Background: Transcription factors (TFs) play a key role in regulating plant development and response to environmental stimuli. While most genes revert to single copy after whole genome duplication (WGD) event, transcription factors are retained at a significantly higher rate. Little is known about how TF duplicates have diverged in their expression and regulation, the answer to which may contribute to a better understanding of the elevated retention rate among TFs.
Results: Here we assessed what features may explain differences in the retention of TF duplicates and other genes using Arabidopsis thaliana as a model. We integrated 34 expression, sequence, and conservation features to build a linear model for predicting the extent of duplicate retention following WGD events among TFs and 19 groups of genes with other functions. We found that TFs was the least well predicted, demonstrating the features of TFs are substantially deviated from duplicate genes in other function groups.
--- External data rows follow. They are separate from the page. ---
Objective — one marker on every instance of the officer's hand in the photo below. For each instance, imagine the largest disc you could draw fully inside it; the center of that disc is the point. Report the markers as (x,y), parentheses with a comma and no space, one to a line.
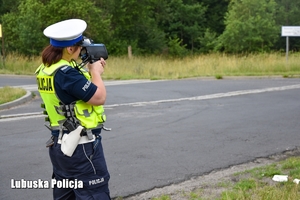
(96,67)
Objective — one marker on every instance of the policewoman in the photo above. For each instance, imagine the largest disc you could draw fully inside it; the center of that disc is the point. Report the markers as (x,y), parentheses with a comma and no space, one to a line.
(73,99)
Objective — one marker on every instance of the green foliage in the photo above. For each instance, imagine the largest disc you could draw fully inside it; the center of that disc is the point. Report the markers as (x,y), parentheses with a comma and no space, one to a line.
(175,49)
(250,26)
(233,26)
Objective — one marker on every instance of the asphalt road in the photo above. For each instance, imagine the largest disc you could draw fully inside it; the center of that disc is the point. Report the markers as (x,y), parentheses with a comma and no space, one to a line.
(163,132)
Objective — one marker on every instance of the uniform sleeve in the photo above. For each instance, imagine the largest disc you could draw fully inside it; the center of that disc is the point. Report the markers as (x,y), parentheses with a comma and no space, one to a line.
(72,86)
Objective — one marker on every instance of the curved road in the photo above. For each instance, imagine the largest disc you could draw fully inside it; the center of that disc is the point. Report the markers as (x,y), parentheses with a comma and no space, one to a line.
(163,132)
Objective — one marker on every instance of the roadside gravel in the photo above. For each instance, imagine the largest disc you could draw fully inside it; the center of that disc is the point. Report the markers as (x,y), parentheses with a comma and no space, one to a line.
(210,184)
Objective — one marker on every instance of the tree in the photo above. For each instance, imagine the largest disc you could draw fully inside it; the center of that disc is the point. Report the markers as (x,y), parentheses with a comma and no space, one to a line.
(288,15)
(186,22)
(24,28)
(250,26)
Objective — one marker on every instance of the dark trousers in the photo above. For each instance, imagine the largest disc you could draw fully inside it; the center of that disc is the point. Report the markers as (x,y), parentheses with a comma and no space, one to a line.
(87,166)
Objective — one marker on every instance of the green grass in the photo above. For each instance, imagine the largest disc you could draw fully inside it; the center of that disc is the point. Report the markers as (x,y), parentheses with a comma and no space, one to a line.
(9,94)
(156,67)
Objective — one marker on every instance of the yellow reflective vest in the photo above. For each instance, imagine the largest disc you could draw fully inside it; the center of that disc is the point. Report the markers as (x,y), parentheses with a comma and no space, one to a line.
(89,116)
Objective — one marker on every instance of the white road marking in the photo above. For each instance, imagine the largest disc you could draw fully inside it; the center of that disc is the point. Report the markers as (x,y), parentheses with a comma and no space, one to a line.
(33,87)
(4,118)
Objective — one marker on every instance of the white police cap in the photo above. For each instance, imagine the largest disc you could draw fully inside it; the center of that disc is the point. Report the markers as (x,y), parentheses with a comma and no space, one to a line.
(65,33)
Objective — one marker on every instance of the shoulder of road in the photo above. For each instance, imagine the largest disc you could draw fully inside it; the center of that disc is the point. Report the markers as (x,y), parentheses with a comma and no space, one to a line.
(29,96)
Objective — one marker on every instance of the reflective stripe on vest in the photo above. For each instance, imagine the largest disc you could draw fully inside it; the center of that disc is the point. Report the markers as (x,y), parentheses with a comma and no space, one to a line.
(89,116)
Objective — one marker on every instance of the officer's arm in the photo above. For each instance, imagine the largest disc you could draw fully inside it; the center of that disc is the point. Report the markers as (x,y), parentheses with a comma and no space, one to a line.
(96,69)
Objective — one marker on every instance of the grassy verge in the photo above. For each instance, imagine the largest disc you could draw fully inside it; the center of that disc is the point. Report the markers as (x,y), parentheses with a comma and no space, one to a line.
(9,94)
(254,184)
(155,67)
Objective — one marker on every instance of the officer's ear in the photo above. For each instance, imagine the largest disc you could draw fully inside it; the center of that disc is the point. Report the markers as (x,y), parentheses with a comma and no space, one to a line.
(70,50)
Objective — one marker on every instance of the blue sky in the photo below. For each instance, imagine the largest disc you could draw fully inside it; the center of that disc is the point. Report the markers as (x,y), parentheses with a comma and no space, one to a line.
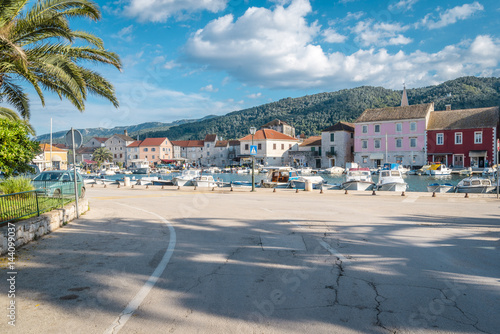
(192,58)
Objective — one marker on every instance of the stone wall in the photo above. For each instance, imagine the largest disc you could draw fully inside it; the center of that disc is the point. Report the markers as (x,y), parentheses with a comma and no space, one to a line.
(33,228)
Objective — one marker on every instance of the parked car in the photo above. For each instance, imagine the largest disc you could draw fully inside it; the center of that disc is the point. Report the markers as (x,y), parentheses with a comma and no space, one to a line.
(58,182)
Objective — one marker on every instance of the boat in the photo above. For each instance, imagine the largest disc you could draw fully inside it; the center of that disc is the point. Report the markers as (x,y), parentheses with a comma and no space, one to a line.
(475,184)
(300,183)
(186,177)
(335,170)
(438,169)
(279,177)
(440,187)
(391,179)
(358,179)
(147,180)
(205,181)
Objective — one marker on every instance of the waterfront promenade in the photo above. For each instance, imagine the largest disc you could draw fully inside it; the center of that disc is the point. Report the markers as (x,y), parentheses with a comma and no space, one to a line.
(184,261)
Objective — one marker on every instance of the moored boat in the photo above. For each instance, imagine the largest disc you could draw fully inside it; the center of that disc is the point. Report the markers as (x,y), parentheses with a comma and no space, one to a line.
(358,179)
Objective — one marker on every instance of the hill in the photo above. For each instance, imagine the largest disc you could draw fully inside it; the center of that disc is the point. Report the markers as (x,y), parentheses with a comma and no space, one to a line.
(312,113)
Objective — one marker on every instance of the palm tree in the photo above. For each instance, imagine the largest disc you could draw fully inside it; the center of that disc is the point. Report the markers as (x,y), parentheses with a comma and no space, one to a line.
(37,46)
(102,154)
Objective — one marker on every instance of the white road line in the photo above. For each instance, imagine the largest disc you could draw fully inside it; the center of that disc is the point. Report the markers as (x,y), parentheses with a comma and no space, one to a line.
(334,252)
(132,306)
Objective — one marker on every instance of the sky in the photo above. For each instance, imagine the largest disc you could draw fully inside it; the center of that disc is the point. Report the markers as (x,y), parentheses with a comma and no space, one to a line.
(185,59)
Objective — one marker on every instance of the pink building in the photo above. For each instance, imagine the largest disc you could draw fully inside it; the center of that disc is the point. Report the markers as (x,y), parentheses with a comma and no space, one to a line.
(393,134)
(151,149)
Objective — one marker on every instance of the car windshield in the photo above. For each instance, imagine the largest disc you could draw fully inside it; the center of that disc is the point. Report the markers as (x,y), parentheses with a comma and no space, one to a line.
(48,176)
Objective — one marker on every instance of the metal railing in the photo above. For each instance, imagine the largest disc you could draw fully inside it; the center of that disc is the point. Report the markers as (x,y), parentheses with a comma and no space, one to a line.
(27,203)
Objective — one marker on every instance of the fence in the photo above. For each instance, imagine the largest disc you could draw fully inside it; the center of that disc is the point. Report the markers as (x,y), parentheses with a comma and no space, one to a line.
(28,203)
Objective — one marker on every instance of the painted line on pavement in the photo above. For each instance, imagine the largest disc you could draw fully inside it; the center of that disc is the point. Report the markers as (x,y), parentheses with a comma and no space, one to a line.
(132,306)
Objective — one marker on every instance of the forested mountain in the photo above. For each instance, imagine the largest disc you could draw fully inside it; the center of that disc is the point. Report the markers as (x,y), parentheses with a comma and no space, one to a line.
(312,113)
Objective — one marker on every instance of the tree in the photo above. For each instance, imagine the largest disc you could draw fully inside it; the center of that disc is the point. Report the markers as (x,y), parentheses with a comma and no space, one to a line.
(17,150)
(102,154)
(37,46)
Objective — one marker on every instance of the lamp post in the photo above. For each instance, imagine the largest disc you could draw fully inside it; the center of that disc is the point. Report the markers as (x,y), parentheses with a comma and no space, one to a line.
(252,132)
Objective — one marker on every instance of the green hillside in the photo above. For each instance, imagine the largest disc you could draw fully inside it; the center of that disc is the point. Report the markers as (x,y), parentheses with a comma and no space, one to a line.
(312,113)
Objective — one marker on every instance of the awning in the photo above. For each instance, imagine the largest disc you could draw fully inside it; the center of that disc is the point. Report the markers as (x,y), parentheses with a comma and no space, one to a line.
(377,156)
(478,154)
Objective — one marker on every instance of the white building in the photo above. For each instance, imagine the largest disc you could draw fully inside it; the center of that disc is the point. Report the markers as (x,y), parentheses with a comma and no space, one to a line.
(272,147)
(337,145)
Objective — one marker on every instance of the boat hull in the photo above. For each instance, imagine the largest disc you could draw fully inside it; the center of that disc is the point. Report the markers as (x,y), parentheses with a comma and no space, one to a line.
(357,185)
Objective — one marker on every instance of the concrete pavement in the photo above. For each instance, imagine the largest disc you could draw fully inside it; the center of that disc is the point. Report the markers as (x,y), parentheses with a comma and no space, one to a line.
(264,263)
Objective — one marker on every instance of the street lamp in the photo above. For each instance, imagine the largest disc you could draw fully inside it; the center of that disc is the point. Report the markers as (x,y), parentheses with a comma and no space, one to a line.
(252,132)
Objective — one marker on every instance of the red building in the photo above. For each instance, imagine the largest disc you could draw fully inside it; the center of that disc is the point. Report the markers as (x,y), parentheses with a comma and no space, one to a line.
(463,138)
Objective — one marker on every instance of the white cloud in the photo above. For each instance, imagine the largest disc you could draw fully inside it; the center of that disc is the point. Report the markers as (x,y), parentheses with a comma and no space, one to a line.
(162,10)
(331,36)
(209,88)
(402,5)
(451,16)
(370,32)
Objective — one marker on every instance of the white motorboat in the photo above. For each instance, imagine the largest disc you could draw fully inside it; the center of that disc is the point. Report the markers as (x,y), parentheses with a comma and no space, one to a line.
(186,178)
(300,183)
(438,169)
(358,179)
(440,187)
(475,184)
(205,181)
(391,179)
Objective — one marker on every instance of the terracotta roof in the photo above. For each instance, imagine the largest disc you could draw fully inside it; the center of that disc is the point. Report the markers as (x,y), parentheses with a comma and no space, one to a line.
(274,123)
(396,113)
(153,141)
(269,135)
(135,143)
(464,119)
(340,126)
(221,143)
(46,148)
(211,137)
(188,143)
(123,137)
(312,141)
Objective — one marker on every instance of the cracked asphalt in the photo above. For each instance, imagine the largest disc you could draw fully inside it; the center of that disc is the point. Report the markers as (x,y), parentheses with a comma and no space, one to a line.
(264,262)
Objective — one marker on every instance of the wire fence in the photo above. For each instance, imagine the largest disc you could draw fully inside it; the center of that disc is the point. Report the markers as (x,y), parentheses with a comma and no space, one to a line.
(29,204)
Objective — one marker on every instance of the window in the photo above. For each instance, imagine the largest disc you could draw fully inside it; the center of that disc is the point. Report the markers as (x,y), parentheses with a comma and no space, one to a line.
(439,138)
(478,137)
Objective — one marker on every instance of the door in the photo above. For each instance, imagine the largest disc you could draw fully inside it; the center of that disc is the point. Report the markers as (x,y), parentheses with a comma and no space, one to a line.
(458,160)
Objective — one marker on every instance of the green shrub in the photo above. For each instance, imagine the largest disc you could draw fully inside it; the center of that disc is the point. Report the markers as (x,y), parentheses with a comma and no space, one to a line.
(16,185)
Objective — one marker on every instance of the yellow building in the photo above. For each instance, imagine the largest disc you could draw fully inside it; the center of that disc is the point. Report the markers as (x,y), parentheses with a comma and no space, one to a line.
(56,158)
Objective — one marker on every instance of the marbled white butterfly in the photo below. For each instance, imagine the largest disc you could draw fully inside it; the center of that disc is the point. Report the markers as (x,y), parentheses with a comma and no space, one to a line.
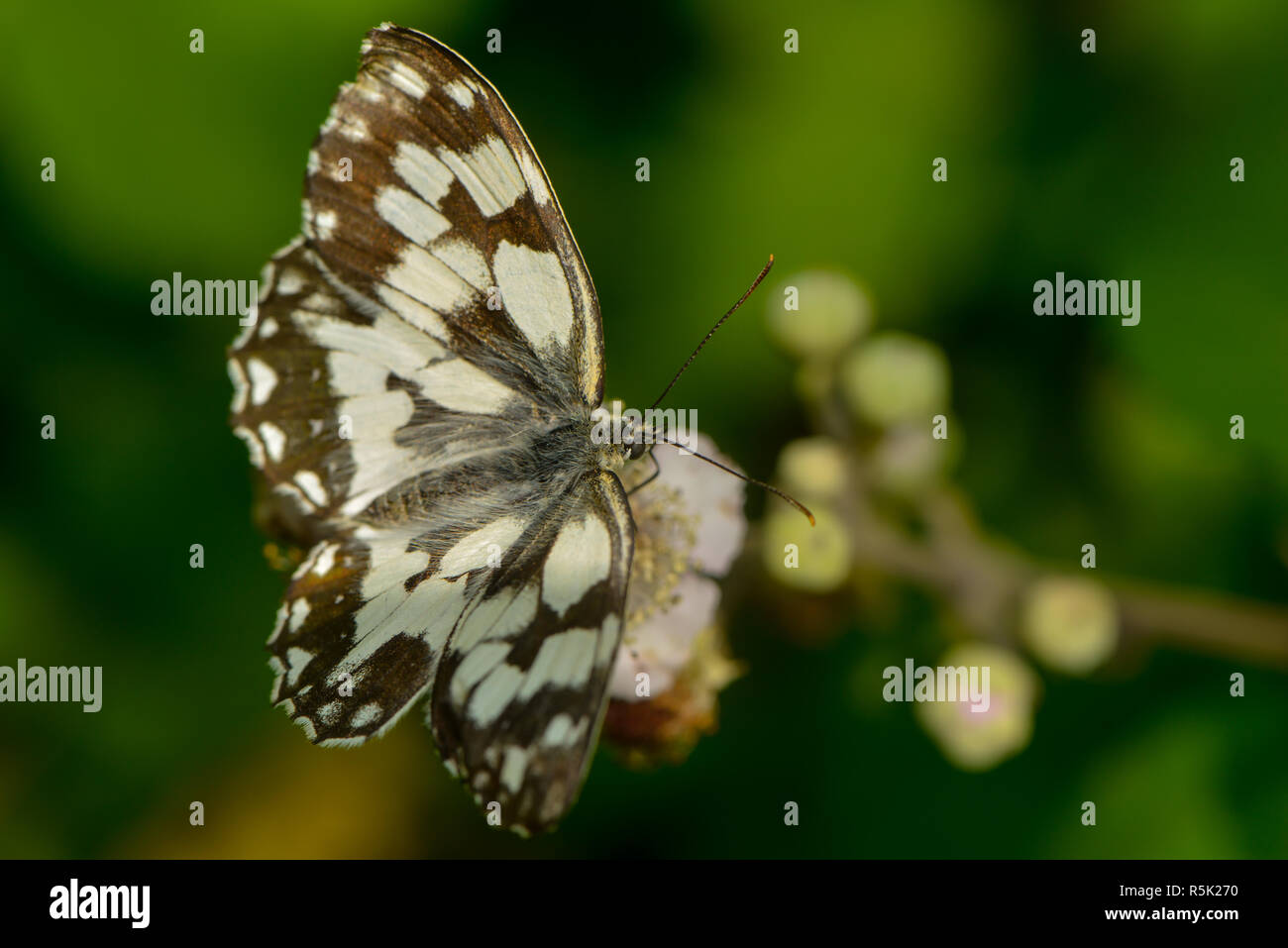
(417,391)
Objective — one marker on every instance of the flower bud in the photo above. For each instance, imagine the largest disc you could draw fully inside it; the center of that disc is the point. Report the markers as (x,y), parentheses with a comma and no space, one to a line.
(812,468)
(814,559)
(896,377)
(979,740)
(1070,623)
(831,312)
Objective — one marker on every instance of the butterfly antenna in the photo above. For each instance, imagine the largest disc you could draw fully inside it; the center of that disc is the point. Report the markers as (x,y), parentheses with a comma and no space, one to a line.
(719,324)
(738,473)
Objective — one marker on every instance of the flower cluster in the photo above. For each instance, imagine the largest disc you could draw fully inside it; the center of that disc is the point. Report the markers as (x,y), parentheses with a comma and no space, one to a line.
(674,661)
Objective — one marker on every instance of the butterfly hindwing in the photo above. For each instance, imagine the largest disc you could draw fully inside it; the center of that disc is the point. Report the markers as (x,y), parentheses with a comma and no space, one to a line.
(520,690)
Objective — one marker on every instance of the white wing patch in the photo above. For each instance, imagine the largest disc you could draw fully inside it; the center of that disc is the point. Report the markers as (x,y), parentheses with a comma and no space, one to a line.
(580,558)
(488,172)
(565,661)
(535,294)
(412,218)
(428,176)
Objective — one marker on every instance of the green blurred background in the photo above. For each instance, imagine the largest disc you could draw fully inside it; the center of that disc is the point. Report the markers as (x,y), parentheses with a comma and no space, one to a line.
(1107,165)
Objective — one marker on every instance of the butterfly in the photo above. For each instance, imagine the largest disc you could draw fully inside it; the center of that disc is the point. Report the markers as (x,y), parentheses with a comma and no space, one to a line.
(419,391)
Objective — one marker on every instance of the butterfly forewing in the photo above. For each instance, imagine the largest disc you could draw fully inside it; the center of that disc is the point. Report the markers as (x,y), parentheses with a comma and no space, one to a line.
(417,393)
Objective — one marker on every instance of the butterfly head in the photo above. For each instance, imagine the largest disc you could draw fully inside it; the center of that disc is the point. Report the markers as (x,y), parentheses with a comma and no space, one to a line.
(618,436)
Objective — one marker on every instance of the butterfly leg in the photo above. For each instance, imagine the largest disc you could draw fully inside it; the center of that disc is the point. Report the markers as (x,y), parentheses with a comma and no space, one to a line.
(651,478)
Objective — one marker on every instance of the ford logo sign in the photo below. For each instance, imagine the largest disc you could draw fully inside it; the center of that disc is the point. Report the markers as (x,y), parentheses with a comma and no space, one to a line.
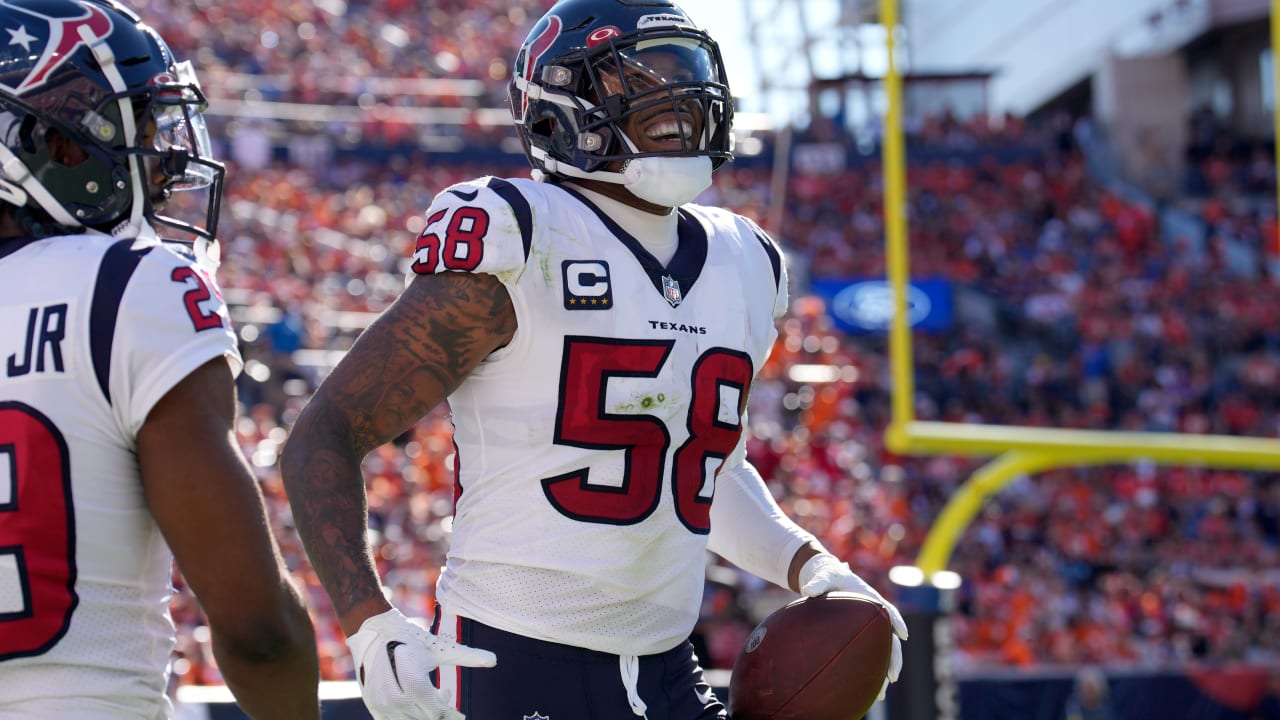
(871,305)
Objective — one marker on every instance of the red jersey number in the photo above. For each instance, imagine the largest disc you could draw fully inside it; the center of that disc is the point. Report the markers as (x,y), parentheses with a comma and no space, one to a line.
(581,420)
(37,540)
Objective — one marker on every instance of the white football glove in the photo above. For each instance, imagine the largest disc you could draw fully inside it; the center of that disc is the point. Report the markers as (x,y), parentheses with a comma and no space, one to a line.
(824,573)
(393,660)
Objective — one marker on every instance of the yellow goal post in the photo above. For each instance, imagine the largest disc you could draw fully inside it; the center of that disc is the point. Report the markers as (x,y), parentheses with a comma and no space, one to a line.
(1016,451)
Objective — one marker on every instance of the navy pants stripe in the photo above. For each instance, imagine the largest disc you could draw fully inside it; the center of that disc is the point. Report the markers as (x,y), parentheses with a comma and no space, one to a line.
(543,680)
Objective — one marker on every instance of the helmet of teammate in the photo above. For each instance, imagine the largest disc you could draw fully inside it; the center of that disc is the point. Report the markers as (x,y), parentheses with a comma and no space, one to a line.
(586,68)
(92,73)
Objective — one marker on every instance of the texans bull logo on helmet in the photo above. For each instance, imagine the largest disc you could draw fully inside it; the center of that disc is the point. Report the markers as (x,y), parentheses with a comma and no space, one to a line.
(53,37)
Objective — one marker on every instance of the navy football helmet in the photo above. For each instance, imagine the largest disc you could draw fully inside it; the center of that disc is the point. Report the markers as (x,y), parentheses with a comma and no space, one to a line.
(588,65)
(92,72)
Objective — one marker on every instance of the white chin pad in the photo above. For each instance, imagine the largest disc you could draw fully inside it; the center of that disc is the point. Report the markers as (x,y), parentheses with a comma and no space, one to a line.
(668,181)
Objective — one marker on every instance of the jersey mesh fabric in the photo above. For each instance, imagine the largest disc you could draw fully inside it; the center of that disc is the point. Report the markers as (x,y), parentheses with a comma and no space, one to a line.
(627,583)
(112,660)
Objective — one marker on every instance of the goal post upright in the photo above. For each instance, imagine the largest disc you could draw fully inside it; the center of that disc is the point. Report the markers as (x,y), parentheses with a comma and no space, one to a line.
(1016,451)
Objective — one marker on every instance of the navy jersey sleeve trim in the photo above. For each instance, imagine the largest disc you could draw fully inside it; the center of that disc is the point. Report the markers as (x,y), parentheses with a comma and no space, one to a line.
(771,249)
(113,276)
(520,205)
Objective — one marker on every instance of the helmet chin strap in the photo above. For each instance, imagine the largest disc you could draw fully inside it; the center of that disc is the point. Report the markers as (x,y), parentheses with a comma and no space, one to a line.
(663,181)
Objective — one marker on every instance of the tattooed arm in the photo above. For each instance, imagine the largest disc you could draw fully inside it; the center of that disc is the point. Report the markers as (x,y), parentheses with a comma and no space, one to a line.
(406,363)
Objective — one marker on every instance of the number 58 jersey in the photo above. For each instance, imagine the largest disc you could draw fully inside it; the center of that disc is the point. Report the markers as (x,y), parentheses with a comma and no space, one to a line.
(94,331)
(588,447)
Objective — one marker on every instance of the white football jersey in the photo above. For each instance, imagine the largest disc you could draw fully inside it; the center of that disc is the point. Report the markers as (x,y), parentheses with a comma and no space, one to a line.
(94,331)
(586,449)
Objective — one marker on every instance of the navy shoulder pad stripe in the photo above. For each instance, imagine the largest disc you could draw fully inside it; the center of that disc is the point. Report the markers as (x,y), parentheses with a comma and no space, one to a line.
(771,249)
(113,276)
(520,205)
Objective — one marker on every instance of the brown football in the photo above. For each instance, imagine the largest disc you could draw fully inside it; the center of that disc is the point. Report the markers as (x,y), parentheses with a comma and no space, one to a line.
(814,659)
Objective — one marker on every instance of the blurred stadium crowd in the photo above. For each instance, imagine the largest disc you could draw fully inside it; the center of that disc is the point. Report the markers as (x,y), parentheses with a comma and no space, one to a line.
(1095,314)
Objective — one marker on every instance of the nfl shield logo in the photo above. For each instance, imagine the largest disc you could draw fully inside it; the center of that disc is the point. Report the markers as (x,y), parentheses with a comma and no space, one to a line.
(671,291)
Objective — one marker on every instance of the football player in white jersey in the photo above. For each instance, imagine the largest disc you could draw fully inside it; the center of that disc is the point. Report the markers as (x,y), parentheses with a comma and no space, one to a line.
(117,396)
(595,336)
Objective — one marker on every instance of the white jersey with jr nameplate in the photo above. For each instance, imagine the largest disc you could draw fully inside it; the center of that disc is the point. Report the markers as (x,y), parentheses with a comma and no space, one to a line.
(588,447)
(94,331)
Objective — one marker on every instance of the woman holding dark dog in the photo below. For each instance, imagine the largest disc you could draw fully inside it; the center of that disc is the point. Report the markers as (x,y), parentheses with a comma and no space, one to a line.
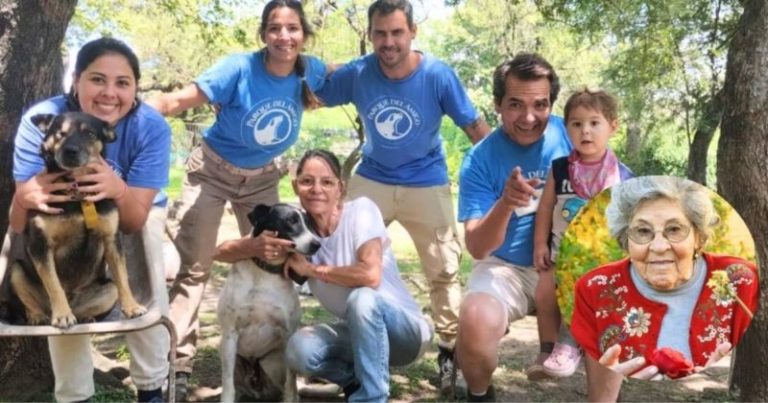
(355,276)
(259,97)
(133,173)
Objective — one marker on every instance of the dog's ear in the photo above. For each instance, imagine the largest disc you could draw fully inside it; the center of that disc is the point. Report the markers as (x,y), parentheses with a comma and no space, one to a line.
(256,217)
(43,121)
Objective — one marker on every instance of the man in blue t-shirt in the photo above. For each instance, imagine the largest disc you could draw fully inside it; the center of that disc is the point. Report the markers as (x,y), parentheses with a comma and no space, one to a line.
(401,96)
(500,182)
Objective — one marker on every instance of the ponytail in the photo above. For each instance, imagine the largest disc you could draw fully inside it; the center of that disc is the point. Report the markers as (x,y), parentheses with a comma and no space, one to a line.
(308,98)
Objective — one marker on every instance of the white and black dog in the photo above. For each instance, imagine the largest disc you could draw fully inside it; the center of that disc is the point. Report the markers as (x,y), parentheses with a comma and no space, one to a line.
(259,310)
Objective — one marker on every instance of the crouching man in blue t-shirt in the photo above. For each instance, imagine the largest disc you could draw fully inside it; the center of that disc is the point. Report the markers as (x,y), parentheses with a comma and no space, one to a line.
(401,95)
(500,182)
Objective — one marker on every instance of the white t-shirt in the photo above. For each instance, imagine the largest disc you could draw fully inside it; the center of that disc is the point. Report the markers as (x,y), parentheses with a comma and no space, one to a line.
(360,222)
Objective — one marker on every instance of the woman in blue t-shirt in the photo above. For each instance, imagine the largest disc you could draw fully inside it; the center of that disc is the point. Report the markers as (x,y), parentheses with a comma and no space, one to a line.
(133,174)
(259,98)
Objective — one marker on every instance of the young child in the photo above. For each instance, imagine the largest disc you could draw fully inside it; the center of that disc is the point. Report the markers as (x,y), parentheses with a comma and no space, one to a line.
(591,119)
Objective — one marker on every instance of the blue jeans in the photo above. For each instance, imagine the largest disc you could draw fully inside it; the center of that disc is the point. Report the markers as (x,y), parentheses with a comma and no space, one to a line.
(374,335)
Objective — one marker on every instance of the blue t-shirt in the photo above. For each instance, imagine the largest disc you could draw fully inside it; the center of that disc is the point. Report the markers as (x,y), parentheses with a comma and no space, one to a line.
(260,113)
(140,153)
(485,170)
(402,117)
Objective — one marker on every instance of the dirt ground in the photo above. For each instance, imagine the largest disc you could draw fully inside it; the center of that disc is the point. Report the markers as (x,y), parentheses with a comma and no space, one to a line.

Consistent with this, the evolution of TF expression patterns and cis-regulatory cites favors the partitioning of ancestral states among the resulting duplicates: one "ancestral" TF duplicate retains most ancestral expression and cis-regulatory sites, while the "non-ancestral" duplicate is enriched for novel regulatory sites. By modeling the retention of ancestral expression and cis-regulatory states in duplicate pairs using a system of differential equations, we found that TF duplicate pairs in a partitioned state are preferentially maintained.
Conclusions: These TF duplicates with asymmetrically partitioned ancestral states are likely maintained because one copy retains ancestral functions while the other, at least in some cases, acquires novel cis-regulatory sites that may be important for novel, adaptive traits.
Keywords: Duplicate retention; Expression divergence; cis-regulatory evolution.